In Praise of Old Bay

Prime care package fodder from the ‘rents. Should’ve picked some up when I was home, but alas, I didn’t think of it til we were at the airport and strangely enough, I couldn’t find it! Tsk, tsk, BWI.

2008_07_21-oldbay.jpgGrowing up in a city that wasn’t a hub for fresh seafood, we didn’t fall in love with Old Bay until after college. And even then, our first (and still favorite) use for it was grilled chicken.

But in the summer, it’s one of the spices we reach for the most. It’s tangy, hot, distinctive, and oh how we love the retro packaging. It just looks like it came straight from the hand of a salty old fisherman. Click below for what, exactly, is in that can — plus our tip for using it on chicken…

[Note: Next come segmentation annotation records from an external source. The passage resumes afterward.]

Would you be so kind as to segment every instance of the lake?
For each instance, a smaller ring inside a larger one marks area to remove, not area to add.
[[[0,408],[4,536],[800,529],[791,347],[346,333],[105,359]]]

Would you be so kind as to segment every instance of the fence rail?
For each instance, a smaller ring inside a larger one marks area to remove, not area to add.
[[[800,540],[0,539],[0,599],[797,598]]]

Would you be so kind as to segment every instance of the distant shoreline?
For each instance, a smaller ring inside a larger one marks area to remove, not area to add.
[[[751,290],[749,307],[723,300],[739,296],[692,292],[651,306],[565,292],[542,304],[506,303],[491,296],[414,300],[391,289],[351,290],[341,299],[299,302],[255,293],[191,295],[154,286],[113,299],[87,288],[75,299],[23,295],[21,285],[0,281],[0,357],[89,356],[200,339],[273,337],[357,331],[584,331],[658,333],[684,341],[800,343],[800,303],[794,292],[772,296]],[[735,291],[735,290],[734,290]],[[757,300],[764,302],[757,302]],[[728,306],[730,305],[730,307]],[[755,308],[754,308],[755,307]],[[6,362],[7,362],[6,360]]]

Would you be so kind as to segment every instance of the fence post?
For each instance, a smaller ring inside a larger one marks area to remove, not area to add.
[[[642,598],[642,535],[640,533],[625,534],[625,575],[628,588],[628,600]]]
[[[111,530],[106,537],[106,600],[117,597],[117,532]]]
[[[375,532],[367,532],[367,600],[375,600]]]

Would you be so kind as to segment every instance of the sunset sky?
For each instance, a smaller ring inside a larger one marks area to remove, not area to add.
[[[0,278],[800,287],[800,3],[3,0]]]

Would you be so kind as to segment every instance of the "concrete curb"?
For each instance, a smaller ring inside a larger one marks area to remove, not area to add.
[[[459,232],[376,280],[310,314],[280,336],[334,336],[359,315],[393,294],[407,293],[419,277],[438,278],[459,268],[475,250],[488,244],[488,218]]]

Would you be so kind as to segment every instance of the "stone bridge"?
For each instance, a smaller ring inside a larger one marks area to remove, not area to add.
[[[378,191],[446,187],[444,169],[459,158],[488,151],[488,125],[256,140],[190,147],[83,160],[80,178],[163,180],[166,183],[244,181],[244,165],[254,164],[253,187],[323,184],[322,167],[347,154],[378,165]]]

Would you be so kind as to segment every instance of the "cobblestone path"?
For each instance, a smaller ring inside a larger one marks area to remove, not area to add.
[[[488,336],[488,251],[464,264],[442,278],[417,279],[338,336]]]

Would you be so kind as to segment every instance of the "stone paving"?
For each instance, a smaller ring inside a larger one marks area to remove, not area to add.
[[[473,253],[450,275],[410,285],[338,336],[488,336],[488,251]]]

Old Bay got its start in the Chesapeake Bay and was initially made to use on crabs. That identity stuck. It’s known first and foremost as a seasoning for seafood. Much like shrimp boil (many people use it as one), it contains celery salt, allspice, mustard, bay leaves, cloves, ginger, cardamom, and paprika, among many other spices.

It’s quite potent, with a little lingering sweetness, so it can jazz up fish or shrimp that might otherwise have a very mild taste. But we love it on chicken. A friend gave us a recipe for “Old Bay Chicken” several years ago that we’ve made more times than we can count.

It basically involves combining equal parts melted butter and lemon juice, then pouring in enough Old Bay to make the liquid a nice Burnt Sienna color, if you remember your Crayola shades. Really dark, ruddy orange. Marinate chicken breasts (which will make the butter cool and solidify, most likely) for 30 minutes or so, and then throw them on the grill, basting them with the butter mixture.

The butter keeps the meat extremely moist, and the Old Bay and lemon give it a nice color and kick.

What are your favorite uses for Old Bay?